In Book 7 of his Confessions, Jean-Jacques Rousseau wrote that "they were three sisters who could be called the Three Graces".
Armande Dancourt became "lady of the lordship of Passy" on 30 April 1722 by acquiring the château de Passy from Jacques-Daniel de Gueutteville, lord of Orsigny She never had usufruct for the château but was instead its legitimate owner. By that purchase she became "Lady of the estate and lordship of Passy" and not Bernard, who never inherited that title despite financing Dancourt's purchase and her works on the château and estate. After Bernard's death she sold the château on 18 March 1739 to Gabriel Bernard, comte de Rieux, Bernard's younger son - the sales agreement stipulated that she was living on rue du Luxembourg, in Saint-Roch parish in Paris.

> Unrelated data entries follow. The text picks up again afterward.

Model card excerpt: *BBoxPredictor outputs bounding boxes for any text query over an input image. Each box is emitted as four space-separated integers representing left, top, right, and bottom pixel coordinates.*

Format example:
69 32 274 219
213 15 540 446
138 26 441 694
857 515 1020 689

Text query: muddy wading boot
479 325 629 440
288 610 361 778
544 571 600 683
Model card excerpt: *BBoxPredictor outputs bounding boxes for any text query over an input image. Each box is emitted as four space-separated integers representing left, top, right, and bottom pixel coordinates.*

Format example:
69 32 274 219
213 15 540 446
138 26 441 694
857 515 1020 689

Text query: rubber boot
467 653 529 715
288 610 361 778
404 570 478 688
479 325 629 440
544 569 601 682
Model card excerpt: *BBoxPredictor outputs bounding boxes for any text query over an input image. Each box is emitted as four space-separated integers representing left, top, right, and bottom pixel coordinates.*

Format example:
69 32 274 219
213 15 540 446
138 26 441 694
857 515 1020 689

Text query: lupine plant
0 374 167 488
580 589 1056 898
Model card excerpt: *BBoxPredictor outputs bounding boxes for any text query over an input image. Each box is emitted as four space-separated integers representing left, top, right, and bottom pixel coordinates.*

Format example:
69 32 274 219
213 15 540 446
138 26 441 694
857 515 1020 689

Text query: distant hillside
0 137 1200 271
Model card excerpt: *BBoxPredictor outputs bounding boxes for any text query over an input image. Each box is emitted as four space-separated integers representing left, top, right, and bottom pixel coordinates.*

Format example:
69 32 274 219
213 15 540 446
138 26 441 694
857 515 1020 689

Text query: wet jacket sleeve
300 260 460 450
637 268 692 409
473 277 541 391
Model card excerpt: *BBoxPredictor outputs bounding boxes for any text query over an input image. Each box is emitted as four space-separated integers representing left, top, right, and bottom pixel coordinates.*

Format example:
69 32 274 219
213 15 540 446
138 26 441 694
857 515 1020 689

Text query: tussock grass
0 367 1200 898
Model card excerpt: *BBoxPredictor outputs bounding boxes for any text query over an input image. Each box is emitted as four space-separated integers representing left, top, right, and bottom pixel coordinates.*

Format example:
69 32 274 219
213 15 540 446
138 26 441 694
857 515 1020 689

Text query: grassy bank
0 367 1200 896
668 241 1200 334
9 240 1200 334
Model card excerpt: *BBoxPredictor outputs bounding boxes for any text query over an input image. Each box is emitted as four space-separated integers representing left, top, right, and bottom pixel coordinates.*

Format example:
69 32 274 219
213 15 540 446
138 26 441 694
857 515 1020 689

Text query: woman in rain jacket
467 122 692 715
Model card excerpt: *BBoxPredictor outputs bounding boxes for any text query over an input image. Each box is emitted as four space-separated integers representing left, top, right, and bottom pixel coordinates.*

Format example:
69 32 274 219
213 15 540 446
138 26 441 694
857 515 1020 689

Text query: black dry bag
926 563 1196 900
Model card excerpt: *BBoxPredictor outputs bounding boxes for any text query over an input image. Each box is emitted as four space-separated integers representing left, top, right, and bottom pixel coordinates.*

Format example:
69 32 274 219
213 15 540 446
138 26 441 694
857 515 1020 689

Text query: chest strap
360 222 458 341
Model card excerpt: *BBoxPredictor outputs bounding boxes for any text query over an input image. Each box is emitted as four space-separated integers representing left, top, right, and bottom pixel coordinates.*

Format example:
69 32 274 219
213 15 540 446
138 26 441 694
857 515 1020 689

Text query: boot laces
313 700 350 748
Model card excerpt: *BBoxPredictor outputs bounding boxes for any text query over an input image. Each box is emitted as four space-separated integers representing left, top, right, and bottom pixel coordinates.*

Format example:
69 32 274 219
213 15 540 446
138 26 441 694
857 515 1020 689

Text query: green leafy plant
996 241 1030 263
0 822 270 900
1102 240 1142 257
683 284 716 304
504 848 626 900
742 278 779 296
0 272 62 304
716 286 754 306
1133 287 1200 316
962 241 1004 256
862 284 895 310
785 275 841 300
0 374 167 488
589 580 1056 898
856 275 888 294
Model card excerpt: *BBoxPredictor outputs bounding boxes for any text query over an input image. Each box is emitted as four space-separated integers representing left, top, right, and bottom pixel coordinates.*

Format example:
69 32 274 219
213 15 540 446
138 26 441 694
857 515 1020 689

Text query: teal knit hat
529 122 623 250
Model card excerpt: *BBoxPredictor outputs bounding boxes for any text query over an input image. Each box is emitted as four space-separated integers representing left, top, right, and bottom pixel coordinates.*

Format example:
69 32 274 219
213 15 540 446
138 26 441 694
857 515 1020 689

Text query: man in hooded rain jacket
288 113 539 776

Her parents died in 1725 and on 6 July 1726 she renounced an inheritance from them. Dancourt's health deteriorated and on 6 October 1739 she wrote down her last wishes. In 1740 she died of cancer in her home in Paris. Her will was deposited on the day of her death with her notary, who also carried out the inventory of her goods on 23 February 1740.
Marriage and issue
On 4 November 1702, at Saint-Sulpice in Paris, she married Jean-Louis-Guillaume de Fontaine (1666-1714). He was commissioner and controller for the Navy and Army in the Flandres and Picardie department. They had two children:
- Jeanne-Marie-Thérèse in 1703. She married François II de Barbançois, lord of Celon in the Berry on 21 August 1720. They had one child, François-Armand de Barbançois on 17 September 1723 at the lordly château of Passy, who was baptised the same day at église Notre-Dame-de-Grâce-de-Passy, though the mother died in childbirth.
- Jules-Armand (3 April 1709, Saint-Roch parish in Paris - 4 March 1758). He became commissioner for war for the towns, citadels and forts of Metz, Toul, Verdun, Montmédy and Longwy on 18 January 1737 then fermier général.He married Louise Liégault de l'Isle de Châteauneuf, and they jointly owned the château du Coq in Auteuil, though they died without issue.